From PDF Frustration to a Reading Reservoir

Most note-taking tools have the same failure mode: you spend more time managing the system than using it. I built Kiwizdom because I wanted reading and thinking to live in one place — not synced across three apps, not exported into a second tool, just together.

It's a block-based knowledge tool built around PDFs. Highlight in-browser, attach comments, expand ideas in a BlockNote editor, and build a personal encyclopedia that actually reflects how you read and think.

Highlight PDFs in-browser
Annotate with comments
Build block-based notes
Grow a searchable knowledge base

Highlight PDFs in-browser → Annotate with comments → Build block-based notes → Grow a searchable knowledge base

Building Kiwizdom: A PDF-First Knowledge Tool Designed for What Comes Next

I had a Notion database, an Obsidian vault, a Logseq graph, and a Readwise account. I also had the nagging feeling that none of them were working. I'd spend an hour on structure, close the laptop, and never return to the notes. The system had become the product — and actual thinking was the casualty.

The specific pain: my PDF highlights were stranded. Papers, reports, long articles — the reading I cared most about — were stuck inside reader apps or dumped into flat exports that had no relationship to my notes. I wanted the moment of highlighting and the moment of thinking to happen in the same place.

That's Kiwizdom.

The Design Principle: Progressive Complexity

I had a strong conviction about how the product should feel: start with the most natural reading behavior (highlighting), let the user add context when they want it (comments, notes), and only then layer in features that use that accumulated data intelligently (semantic search, document chat).

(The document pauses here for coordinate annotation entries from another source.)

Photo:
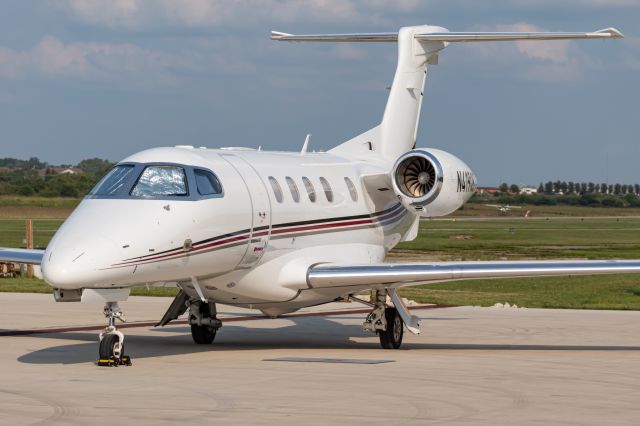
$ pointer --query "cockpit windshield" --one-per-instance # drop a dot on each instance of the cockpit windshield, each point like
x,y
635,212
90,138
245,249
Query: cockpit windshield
x,y
113,181
159,181
164,181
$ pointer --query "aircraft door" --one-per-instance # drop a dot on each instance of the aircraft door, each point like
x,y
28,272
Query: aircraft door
x,y
261,207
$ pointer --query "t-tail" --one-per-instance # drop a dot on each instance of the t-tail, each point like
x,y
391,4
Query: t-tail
x,y
418,47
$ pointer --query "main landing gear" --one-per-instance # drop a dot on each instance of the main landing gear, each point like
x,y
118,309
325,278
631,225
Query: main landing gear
x,y
111,350
203,321
389,322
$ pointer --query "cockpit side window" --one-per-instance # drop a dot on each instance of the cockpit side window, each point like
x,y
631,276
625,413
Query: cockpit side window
x,y
161,181
207,183
114,181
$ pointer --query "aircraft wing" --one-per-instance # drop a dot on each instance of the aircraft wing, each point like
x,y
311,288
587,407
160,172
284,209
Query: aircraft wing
x,y
30,256
355,278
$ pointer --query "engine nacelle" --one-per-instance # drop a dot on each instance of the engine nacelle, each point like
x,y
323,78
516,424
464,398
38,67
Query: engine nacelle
x,y
431,183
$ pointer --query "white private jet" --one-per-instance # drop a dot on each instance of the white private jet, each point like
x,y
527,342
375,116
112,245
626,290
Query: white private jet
x,y
503,208
279,231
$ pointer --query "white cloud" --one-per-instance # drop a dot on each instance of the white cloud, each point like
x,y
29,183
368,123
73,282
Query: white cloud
x,y
145,14
557,60
90,61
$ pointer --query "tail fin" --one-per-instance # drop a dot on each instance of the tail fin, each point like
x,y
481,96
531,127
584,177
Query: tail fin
x,y
417,48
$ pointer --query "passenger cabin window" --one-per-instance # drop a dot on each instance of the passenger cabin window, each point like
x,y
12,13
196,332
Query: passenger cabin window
x,y
113,181
277,191
293,188
161,181
207,182
327,189
311,192
352,189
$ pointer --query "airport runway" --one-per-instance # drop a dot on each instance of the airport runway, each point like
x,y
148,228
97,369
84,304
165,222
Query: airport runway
x,y
470,366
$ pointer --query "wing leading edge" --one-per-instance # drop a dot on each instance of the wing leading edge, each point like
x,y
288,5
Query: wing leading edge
x,y
407,274
29,256
449,36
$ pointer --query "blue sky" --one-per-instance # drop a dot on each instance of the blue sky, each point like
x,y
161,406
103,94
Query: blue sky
x,y
87,78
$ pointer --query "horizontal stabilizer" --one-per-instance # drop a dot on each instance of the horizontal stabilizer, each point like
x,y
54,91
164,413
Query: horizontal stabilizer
x,y
385,274
452,37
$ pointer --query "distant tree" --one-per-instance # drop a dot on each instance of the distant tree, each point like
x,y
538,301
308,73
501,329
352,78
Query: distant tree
x,y
95,166
548,187
34,163
563,187
632,200
617,189
583,188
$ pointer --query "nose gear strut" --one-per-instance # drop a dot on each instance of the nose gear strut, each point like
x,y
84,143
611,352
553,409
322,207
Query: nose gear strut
x,y
111,350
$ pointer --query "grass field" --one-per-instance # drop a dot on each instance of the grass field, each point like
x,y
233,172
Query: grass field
x,y
569,235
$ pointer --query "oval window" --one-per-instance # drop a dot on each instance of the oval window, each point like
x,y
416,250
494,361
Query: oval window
x,y
207,182
294,189
327,189
277,191
352,189
311,191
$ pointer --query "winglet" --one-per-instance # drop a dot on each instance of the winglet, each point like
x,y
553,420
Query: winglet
x,y
613,32
277,35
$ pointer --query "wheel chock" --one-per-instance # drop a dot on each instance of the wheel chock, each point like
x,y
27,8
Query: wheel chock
x,y
114,362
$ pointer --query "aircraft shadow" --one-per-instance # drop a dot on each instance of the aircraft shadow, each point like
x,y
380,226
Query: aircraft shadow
x,y
304,334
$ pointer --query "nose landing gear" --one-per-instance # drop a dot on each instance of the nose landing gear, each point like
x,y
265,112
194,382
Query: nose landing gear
x,y
111,349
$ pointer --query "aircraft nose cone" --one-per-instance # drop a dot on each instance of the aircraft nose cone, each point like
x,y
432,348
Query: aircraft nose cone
x,y
70,266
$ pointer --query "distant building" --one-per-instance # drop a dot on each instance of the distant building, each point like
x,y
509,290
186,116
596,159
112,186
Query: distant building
x,y
487,190
528,190
67,171
59,171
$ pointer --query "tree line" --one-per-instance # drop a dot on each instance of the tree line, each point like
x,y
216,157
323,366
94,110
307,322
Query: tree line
x,y
568,193
37,178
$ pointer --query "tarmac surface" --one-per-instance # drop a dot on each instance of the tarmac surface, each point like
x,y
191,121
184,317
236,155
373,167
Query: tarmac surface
x,y
469,366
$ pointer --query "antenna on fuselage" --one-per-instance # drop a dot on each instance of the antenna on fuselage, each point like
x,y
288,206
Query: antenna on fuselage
x,y
305,146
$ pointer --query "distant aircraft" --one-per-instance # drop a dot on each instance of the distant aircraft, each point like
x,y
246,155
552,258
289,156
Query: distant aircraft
x,y
279,231
503,208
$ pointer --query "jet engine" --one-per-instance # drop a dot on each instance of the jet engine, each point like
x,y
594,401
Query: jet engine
x,y
431,183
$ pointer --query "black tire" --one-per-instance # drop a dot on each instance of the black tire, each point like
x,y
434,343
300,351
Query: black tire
x,y
391,338
107,344
203,334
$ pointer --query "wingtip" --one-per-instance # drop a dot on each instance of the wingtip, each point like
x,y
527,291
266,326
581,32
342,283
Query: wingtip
x,y
277,35
613,32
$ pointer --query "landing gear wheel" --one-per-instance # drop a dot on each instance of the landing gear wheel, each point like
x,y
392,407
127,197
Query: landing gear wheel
x,y
391,338
203,334
107,346
111,348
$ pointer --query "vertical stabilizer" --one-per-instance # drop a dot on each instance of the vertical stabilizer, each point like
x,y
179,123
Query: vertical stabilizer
x,y
417,47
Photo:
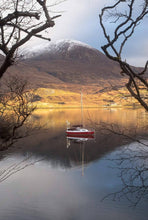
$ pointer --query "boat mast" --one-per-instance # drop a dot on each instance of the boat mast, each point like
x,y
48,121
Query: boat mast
x,y
82,119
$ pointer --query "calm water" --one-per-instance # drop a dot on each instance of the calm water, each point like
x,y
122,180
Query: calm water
x,y
48,177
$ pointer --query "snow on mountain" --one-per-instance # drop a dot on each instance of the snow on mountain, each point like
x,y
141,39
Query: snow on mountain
x,y
56,47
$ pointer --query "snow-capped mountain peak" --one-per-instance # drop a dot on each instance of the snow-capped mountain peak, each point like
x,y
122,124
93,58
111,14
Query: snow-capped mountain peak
x,y
57,47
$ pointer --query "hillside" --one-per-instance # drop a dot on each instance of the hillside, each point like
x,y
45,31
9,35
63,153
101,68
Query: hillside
x,y
60,70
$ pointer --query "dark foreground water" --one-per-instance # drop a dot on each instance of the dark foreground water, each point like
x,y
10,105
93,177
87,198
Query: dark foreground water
x,y
49,177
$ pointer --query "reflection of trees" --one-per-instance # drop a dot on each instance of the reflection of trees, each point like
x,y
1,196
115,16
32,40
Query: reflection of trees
x,y
16,167
16,107
132,164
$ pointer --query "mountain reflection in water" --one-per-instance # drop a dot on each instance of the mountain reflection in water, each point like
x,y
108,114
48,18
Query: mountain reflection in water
x,y
51,176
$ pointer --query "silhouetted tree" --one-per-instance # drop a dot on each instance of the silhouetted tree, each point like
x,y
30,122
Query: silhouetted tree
x,y
126,16
15,108
21,20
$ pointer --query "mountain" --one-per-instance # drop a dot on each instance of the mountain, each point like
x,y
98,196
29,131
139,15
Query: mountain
x,y
60,70
73,62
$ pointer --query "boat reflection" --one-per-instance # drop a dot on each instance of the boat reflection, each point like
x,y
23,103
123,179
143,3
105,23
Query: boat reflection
x,y
79,139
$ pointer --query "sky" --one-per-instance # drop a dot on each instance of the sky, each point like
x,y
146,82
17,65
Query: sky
x,y
80,21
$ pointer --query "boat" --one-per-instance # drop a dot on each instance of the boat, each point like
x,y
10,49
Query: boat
x,y
79,130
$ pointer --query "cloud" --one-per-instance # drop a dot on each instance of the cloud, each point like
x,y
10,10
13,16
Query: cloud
x,y
80,21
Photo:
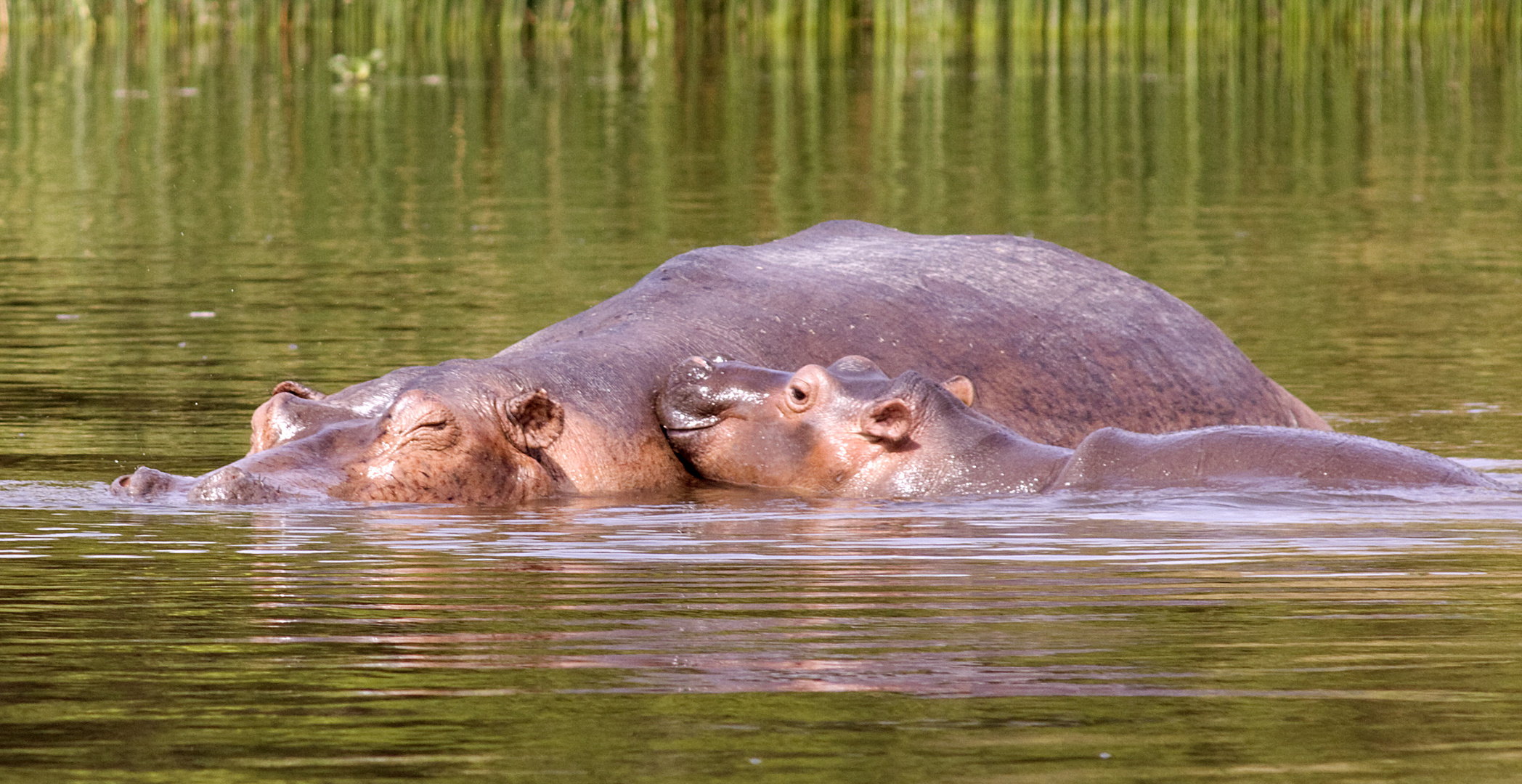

This isn't just a UX preference — it's an architectural one. If the data model for highlights and annotations is well-structured from day one, adding AI capabilities later doesn't require a rebuild. It requires wiring.

What I Built in V1

I scoped the first version around the core reading-to-thinking loop, and nothing else:

  • In-browser PDF highlighting — using react-pdf-highlighter-extended, with comments attached to each highlight so context lives with the source
  • Block-based notes — BlockNote as the editor, with a custom "highlights" block that embeds and references PDF highlights directly inside notes
  • Auth and persistence — Clerk for auth, Express + MongoDB on the backend so data is real and sessions are durable
  • Deployed — Live on Google Cloud Run so it's usable, not just demoed

The result is a reading and annotation loop that works today and a data model structured for semantic search and document-grounded chat without architectural debt.

Tech Stack

  • Frontend: Vite + React + TypeScript, React Router, Tailwind, DaisyUI
  • Editor: BlockNote (block-based, Markdown-friendly)
  • PDF: react-pdf-highlighter-extended, pdfjs-dist
  • Backend: Express + MongoDB (Mongoose)
  • Auth: Clerk
  • Infrastructure: Google Cloud Run

I used AI-assisted development (Cursor) to move fast — which freed attention for the decisions that matter: data modeling, the highlight-to-note relationship, and the extension points for AI features.

Why PDFs Specifically?

PDFs are where serious reading happens — papers, research reports, long-form articles. Most tools treat them as an import format. I built around them as the primary surface because that's where the reading behavior I wanted to support actually lives. When semantic search and document chat arrive, they'll be built on real structure, not retrofitted onto a generic document editor.

What's Next

The roadmap is concrete. The chat UI already exists in the frontend — what remains is wiring the backend to an LLM (OpenAI or Anthropic) with context drawn from the user's own highlights and notes, then adding embeddings for semantic search. The goal is AI that augments your thinking using your knowledge base, not the entire internet.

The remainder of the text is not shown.